To say that dating and relationships in the year 2017 are complicated is one hell of an understatement.
Social media and smartphones have made a significant impact on how we interact with one another on a daily basis both professionally and personally. It is not always for the better.
There are many dating apps and websites out there for people to join and find someone to go out with. People want something "casual" with no strings attached. This casual hookup culture that is going on today is disappointing for those who seek an actual committed relationship.
While engaging in hookup culture saves one from being in a committed relationship, several negatives can occur as a result. When men have hooked up with multiple women, people do not bat an eye. However, if a girl hooks up with various people, she is labeled as being a slut and get slut-shamed. Not to mention, the increased risk for sexually transmitted diseases and infections is nothing to play around with. Regardless of how "careful" you can be, engaging in sexual relations with multiple people (who may or may not have/had relations with multiple people as well) increases the chance of contracting some disease or infection.
Aside from medical professionals, nobody else really has any right whatsoever to question one's virginity status. It is none of your damn business. You almost may as well ask for my social security number while you are at it.

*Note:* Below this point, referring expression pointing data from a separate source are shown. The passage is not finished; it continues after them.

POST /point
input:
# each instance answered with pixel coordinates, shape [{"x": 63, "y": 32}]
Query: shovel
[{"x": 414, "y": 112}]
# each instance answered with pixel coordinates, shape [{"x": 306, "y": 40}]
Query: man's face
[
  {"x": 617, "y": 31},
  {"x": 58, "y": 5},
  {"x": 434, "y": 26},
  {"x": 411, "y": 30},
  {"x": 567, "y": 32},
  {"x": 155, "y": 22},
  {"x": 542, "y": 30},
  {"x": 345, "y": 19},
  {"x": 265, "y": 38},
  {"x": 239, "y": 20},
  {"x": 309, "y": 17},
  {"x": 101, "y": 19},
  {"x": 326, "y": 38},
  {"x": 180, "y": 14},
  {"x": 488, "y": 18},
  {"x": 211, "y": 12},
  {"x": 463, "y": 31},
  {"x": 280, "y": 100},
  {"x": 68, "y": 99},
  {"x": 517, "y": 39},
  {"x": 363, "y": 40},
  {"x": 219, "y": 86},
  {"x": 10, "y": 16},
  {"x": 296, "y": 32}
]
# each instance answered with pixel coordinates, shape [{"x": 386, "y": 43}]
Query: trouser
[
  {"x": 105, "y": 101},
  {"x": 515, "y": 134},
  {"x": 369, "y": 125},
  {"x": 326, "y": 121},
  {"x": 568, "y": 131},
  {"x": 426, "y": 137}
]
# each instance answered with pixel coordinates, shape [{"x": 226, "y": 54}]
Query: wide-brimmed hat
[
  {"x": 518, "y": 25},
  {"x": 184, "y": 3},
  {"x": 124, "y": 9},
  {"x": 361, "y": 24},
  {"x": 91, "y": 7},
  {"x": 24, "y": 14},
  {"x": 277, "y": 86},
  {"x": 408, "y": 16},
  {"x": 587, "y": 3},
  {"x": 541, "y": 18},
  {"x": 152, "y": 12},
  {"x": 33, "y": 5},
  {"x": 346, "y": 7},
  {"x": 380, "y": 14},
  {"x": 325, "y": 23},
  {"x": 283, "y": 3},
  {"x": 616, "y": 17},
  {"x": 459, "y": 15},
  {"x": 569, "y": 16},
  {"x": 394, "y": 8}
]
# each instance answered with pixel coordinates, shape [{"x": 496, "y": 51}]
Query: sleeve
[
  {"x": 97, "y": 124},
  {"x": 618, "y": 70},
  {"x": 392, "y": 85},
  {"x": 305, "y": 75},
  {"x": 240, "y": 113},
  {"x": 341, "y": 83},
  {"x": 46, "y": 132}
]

If you barely know a person, or if you work with them, people like that do not have the right to know such personal details about you. Oh, and if you do decide to ask that question, do not do that via text message. If you are not capable of asking that question in person, you probably should not be having sex anyway.
It has been over five and a half years since I rejoined the singles club. After we broke ties with each other, I was given a proposition to be friends with benefits with him. I thought (and still think) that that is ridiculous. I have signed up for a couple of dating websites and apps, and have gone out with a couple of guys once and twice.
One of those guys texted me after the second time we hung out asking whether or not I was a virgin. Let's just say that I ended all contact with him after that. I have had a couple of other people inquire about that as well. I have even had a recent proposition where one person I know was told by their significant other that they could seek personal affection outside of their relationship, so I was asked if I wanted to do that.
You are either with me or you are not with me. I am not down with the friends and benefits bullshit, so please go ask someone else.